Reputation: 699
I'm trying to process an array of tweets using array_walk
encode the text into UTF8 so that any chinese characters are handled properly.
array_walk($tweet_data, function(&$tweet, $key) {
$tweet['text'] = iconv('Windows-1250', 'UTF-8', $tweet['text']);
});
When I do this, I get the error "Detected an illegal character in input string"
I've also tried this using utf8_encode
.
array_walk($tweet_data, function(&$tweet, $key) {
$tweet['text'] = utf8_encode($tweet['text']);
});
And this passes through without any issue, but when the text is then displayed on the page, the characters are all wrong.

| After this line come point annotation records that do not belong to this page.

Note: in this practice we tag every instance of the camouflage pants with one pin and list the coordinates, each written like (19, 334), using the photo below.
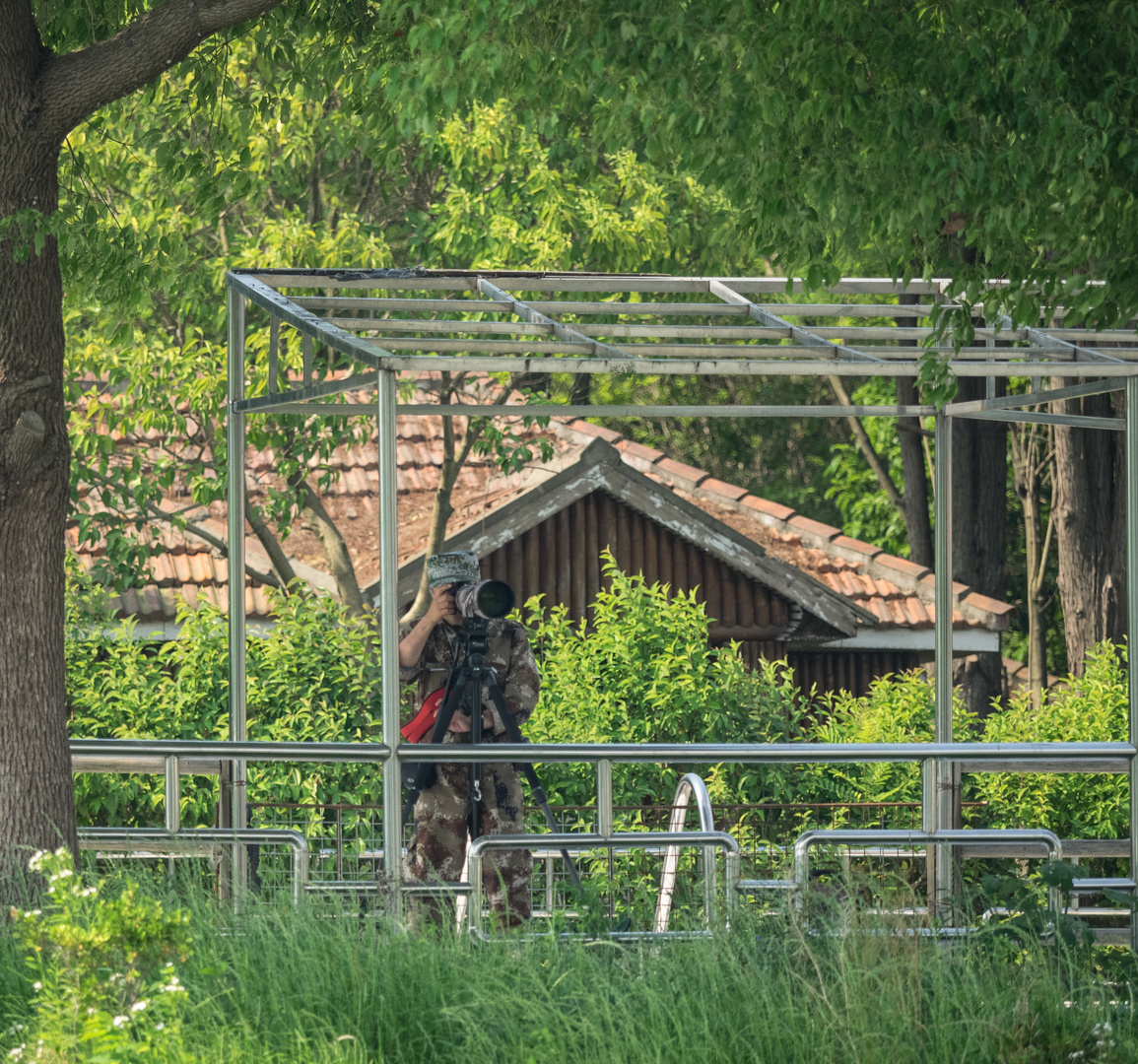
(441, 828)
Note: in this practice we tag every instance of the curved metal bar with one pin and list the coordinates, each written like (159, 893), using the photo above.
(132, 838)
(691, 784)
(952, 836)
(616, 841)
(741, 754)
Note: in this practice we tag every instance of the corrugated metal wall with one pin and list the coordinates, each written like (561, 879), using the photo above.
(846, 670)
(560, 559)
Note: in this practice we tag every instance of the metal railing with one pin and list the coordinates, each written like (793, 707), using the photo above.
(689, 786)
(612, 841)
(157, 840)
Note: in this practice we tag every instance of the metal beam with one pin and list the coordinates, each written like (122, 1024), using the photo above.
(625, 754)
(301, 320)
(1079, 421)
(942, 650)
(765, 317)
(738, 366)
(556, 410)
(1080, 354)
(389, 638)
(1131, 459)
(358, 382)
(234, 463)
(528, 314)
(1035, 398)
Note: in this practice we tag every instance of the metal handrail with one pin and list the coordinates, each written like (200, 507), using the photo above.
(948, 836)
(687, 754)
(614, 841)
(153, 838)
(691, 784)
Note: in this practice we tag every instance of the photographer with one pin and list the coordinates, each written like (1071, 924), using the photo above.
(442, 812)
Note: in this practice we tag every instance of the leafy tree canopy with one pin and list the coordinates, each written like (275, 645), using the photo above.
(975, 140)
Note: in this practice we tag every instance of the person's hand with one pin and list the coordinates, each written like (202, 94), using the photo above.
(441, 608)
(461, 721)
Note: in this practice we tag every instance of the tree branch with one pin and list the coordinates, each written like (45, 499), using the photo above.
(203, 534)
(867, 449)
(79, 83)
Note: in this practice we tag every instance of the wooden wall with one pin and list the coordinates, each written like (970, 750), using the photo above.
(560, 559)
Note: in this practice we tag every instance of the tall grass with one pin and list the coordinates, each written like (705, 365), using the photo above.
(284, 984)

How can I properly handle UTF8 characters before passing into json_encode so it doesn't break?
Upvotes: 1
Views: 2586
Reputation: 146460
Windows-1250 cannot encode Chinese:
Windows-1250 is a code page used under Microsoft Windows to represent texts in Central European and Eastern European languages that use Latin script, such as Polish, Czech, Slovak, Hungarian, Slovene, Bosnian, Croatian, Serbian (Latin script), Romanian (before 1993 spelling reform) and Albanian. It may also be used with the German language
Neither can ISO-8859-1:
is generally intended for Western European languages (see below for a list).
I think you are trying to convert from A to B and you don't know what A is. If you're fully sure is isn't UTF-8 already, you should at least try an encoding that's specifically designed to hold that lang.
Upvotes: 1
Reputation: 6114
This simple php function converts recursively all values of an array to UTF8. The function mb_detect_encoding (line 4) checks if the value already is in UTF8, this way it will not reconvert.
function utf8_converter($array)
{
array_walk_recursive($array, function(&$item, $key){
if(!mb_detect_encoding($item, 'utf-8', true)){
$item = utf8_encode($item);
}
});
return $array;
}
Upvotes: 3